Sea rescue group claims Frontex complicit in violating human rights in Malta search and rescue zone operation

German organisation Sea Watch is suing Frontex for information about the Frontex/Libyan coast guard operation in July

 

Frontex, the border agency of the European Union, is being sued for refusing to provide documents related to its working relations with the Libyan coast guard in Malta’s search and rescue zone in relation to a specific incident in July.

The lawsuit, lodged by the German sea rescue organisation Sea-Watch in cooperation with pro-transparency group FragDenStaat at the EU General Court in Luxembourg, was initiated “to obtain the release of the withheld information in order to prove that Frontex is complicit in Human Rights violations in the Central Mediterranean,” the sea rescue organisation said.

In a press release published on Thursday, Sea-Watch said that the July incident “in violation of international law” occurred within the Maltese search and rescue zone and involved a boat in distress with about 20 people on board being “intercepted by the so-called Libyan Coast Guard and dragged back to Libya”.

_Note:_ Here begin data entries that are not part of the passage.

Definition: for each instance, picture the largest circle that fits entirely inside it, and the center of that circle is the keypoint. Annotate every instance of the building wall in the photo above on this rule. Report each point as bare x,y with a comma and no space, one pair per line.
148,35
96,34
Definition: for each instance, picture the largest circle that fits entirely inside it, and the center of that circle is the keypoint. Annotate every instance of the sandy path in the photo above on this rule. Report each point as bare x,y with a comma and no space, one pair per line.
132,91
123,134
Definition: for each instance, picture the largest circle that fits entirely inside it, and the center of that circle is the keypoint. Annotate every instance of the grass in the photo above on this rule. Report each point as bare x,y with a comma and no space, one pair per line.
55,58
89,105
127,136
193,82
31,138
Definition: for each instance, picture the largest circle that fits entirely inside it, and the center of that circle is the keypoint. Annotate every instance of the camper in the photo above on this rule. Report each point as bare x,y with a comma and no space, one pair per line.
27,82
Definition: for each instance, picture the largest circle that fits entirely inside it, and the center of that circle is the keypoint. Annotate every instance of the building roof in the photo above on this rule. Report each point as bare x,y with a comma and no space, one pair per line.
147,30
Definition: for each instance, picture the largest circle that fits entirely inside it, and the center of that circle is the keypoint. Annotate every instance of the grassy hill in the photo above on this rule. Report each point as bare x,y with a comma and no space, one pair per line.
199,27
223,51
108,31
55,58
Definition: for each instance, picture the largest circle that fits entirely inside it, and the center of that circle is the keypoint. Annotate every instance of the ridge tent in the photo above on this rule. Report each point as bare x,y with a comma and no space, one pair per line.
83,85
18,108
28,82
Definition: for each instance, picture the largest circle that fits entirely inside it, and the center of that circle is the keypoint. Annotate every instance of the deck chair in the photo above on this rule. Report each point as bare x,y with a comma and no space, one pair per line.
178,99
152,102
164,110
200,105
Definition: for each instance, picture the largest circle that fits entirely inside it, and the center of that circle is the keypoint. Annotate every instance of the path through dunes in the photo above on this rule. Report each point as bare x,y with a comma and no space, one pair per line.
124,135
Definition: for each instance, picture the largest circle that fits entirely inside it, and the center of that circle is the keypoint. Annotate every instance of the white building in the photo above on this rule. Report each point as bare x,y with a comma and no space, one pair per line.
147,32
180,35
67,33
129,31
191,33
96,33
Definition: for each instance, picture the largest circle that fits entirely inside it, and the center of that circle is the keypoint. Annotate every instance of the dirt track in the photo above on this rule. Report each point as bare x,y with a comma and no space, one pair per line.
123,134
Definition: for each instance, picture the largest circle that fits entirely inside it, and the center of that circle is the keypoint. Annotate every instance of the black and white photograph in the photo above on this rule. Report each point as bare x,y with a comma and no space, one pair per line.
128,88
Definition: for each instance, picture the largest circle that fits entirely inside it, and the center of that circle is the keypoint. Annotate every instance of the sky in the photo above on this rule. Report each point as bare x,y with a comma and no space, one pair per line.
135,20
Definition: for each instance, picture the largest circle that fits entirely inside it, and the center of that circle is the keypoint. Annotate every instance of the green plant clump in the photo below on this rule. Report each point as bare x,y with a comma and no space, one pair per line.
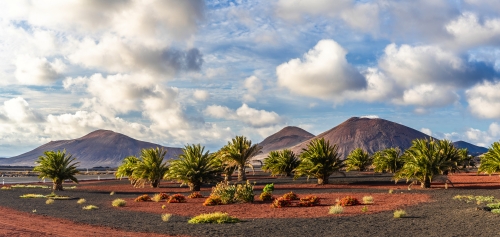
90,207
399,213
216,217
166,217
335,210
367,200
118,203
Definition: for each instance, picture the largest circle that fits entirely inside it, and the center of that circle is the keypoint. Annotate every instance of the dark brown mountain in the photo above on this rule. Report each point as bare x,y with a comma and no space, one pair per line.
285,138
473,149
98,148
369,134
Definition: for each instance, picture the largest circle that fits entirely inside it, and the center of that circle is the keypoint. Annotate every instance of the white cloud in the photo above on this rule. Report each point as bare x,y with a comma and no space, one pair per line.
37,71
468,31
245,114
484,100
426,131
201,95
322,73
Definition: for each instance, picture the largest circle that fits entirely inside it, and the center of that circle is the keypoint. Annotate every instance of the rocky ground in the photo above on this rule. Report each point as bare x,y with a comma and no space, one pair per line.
431,212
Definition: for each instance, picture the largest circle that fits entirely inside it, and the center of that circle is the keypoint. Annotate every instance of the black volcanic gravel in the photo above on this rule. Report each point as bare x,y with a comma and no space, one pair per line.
441,217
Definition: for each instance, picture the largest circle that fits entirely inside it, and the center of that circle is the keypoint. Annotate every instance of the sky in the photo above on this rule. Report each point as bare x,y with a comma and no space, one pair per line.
177,72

The rescue ship Sea-Watch 3 was the closest vessel with rescue capacity but was not informed by any authority, they said.

“Maltese officials refused to fulfill their duty to coordinate rescue efforts and ensure that people in distress at sea were taken to a safe place, as required by international maritime and human rights law. Before the interception of the boat, a Frontex drone was repeatedly on scene and in the vicinity of the distress case. Therefore Frontex must be assumed to have been involved in the pullback in violation of international law”.

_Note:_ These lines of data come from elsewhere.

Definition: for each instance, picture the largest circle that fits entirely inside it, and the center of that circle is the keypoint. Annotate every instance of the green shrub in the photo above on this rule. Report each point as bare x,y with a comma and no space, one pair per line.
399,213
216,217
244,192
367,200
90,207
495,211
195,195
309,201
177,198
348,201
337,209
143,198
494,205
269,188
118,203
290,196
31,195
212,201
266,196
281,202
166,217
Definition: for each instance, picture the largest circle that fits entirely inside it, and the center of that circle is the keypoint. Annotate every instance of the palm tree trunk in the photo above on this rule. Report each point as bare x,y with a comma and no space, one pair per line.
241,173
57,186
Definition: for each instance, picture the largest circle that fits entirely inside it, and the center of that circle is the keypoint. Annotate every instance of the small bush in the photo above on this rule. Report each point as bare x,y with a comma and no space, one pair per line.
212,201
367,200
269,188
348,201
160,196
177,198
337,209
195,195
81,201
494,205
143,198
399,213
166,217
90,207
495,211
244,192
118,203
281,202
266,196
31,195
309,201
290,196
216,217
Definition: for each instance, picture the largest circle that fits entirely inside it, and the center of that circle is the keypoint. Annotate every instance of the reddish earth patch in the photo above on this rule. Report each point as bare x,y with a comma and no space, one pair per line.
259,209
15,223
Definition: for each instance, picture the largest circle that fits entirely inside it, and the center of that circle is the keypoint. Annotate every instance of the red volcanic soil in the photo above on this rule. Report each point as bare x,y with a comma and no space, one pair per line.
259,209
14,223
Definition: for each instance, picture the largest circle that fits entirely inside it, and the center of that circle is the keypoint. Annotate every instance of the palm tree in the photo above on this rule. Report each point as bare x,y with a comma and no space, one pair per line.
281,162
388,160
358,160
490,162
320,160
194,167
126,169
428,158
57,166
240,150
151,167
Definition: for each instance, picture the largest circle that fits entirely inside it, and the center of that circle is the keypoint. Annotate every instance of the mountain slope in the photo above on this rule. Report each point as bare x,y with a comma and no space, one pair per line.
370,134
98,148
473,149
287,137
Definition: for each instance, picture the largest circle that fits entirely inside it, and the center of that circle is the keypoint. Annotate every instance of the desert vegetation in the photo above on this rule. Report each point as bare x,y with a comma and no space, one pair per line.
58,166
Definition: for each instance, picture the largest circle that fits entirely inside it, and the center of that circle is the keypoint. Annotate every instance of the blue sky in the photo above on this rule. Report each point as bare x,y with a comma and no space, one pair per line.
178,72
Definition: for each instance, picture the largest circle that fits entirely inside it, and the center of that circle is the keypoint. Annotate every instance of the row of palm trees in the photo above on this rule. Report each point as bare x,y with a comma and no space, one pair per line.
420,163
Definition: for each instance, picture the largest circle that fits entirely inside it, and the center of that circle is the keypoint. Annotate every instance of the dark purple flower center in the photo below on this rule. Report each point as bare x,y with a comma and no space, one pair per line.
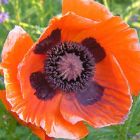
69,66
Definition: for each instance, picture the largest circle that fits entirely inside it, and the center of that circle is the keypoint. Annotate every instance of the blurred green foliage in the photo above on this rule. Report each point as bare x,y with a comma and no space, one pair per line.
33,16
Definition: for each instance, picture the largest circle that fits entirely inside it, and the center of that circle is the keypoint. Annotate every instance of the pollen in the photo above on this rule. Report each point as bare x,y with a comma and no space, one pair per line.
69,66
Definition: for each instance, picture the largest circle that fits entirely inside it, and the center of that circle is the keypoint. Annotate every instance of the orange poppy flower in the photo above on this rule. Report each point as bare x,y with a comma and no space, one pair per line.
82,68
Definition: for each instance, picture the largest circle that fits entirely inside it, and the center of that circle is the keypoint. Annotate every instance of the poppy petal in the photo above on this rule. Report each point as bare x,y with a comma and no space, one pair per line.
17,44
105,111
22,105
94,10
116,37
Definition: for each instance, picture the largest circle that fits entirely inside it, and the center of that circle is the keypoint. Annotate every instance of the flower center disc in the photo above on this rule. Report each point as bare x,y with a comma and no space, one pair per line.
69,66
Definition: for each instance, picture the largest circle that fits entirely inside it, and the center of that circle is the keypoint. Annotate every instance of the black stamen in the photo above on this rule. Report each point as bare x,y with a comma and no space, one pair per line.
74,73
43,90
46,44
95,48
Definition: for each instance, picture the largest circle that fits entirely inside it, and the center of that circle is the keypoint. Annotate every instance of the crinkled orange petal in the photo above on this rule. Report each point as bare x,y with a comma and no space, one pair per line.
31,109
21,41
29,63
86,8
114,105
17,44
3,99
117,37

Following the incident, FragDenStaat and Sea Watch had filed requests to access Frontex documents, under the Freedom of Information Regulation, in order to learn more about Frontex’s involvement in that incident, however  the border agency “repeatedly refused to release the requested information,” they said.

“What Frontex disclosed is the amount of data available, but not its content: 73 documents, footage and one video were identified that relate to the date of the Sea-Watch request. Among them were 36 documents on the exchange of communications between Frontex and Libyan, Italian, and Maltese authorities on that specific day alone.”

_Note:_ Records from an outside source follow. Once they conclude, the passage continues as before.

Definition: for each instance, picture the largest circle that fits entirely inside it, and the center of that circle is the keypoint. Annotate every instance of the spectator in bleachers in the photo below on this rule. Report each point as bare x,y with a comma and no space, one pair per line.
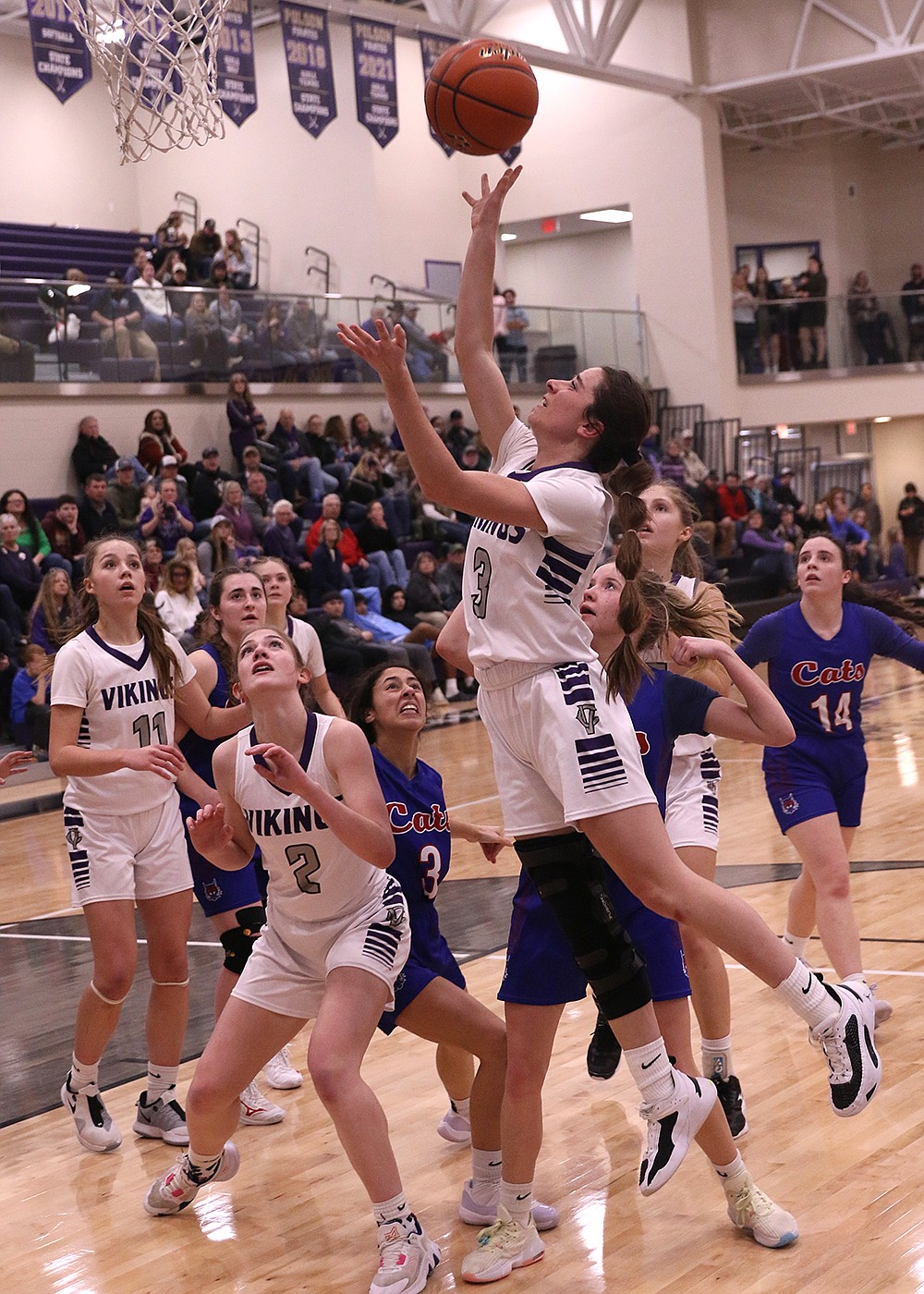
377,537
155,440
242,414
17,568
97,515
226,311
118,312
732,497
911,520
176,602
65,534
140,258
242,523
913,307
204,497
203,248
157,319
165,519
54,612
766,554
694,468
206,345
304,336
125,495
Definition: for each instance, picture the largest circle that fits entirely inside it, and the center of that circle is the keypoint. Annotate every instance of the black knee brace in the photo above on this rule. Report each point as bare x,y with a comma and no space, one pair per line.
571,879
238,942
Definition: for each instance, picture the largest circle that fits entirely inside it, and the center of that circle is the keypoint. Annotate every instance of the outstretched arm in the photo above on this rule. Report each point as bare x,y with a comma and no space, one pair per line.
474,340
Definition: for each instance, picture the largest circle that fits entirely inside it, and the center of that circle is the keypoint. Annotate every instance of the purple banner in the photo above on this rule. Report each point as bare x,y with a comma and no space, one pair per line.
432,51
60,52
151,55
310,74
237,78
375,80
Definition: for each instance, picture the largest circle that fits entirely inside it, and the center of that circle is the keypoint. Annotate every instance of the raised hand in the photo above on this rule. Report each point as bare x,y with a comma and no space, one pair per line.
485,210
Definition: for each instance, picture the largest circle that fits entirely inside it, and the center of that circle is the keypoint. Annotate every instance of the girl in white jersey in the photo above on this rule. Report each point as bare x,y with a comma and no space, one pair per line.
278,588
116,688
565,756
303,787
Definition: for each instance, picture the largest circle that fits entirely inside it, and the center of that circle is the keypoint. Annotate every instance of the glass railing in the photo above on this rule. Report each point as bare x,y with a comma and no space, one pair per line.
845,333
58,332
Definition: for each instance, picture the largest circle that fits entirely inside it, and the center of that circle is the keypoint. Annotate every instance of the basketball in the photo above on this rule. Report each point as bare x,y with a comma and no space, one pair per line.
481,97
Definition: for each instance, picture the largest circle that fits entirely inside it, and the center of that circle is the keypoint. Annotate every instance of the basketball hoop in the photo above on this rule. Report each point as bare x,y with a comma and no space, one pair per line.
158,58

“Frontex has a legal obligation to be transparent about its operations — and yet the border agency systematically denies access to information about its actions, in the Central Mediterranean and elsewhere. This is a dangerous pattern. Without transparency we cannot hold Frontex accountable, creating breeding ground for impunity and further abuse,’ Luisa Izuzquiza from FragDenStaat said.

Investigation reveals Frontex responsible for push backs of 957 asylum seekers

In a separate investigative report published on Thursday,  the same agency has been revealed to have been involved in the push backs of at least 957 asylum seekers in the Aegean Sea between March 2020 and September 2021.

In the report, it was revealed that Frontex, the “EU’s best-funded agency with a budget of €758m” was involved with “what appear to be pushbacks, according to its own database”.

The joint investigation was carried out by The Guardian, Lighthouse Reports, Der Spiegel, SRF Rundschau, Republik and Le Monde.

A freedom of information request (FOI) filed in the investigation found that the agency’s internal incident report database, ‘Jora’, recorded sights of asylum seeker push backs in the Aegean being labelled by officials as “prevention of departure,” a report by The Guardian explains.

The Frontex guidelines define this as an incident when migrants are stopped at sea by non-European country authorities in their territorial waters and sent back to their point of departure, it says.

In response to the FOI request, the agency provided a redacted version of the database but included descriptions of 145 cases labelled “prevention of departure,” which differed from reports of the same incidents by the Turkish coastguard, witnesses, leaked documents and other confidential sources, when cross-referenced, according to the report.

Through their research, the investigators concluded that “in at least 22 incidents, asylum seekers were taken off dinghies, put into Greek life rafts and left adrift at sea”.

Giving one example of such a pushback, the report highlights one incident in May 2021, where a group of some 50 asylum seekers, already ashore in Lesbos (Greece), had contacted a Norwegian NGO, Aegean Boat Report, and sent them photos and a WhatsApp message showing their location near Mytilene (Lesbos’ capital).

However, hours later, some of the group “were found by the Turkish coastguard at sea in orange life rafts”. “This case was later recorded in the Frontex database as a ‘prevention of departure’,” the report reveals.

Greece and Frontex deny allegations of pushbacks and say their officials comply with human rights legislation.

Pushbacks, illegal under EU law, are not new to Malta. In 2020, Maltese authorities reportedly conducted pushback practices, such as an incident leading to the collective expulsion at sea of 51 migrants via private vessels, and to the death of 12 migrants, reportedly due to the delay of search and rescue operations.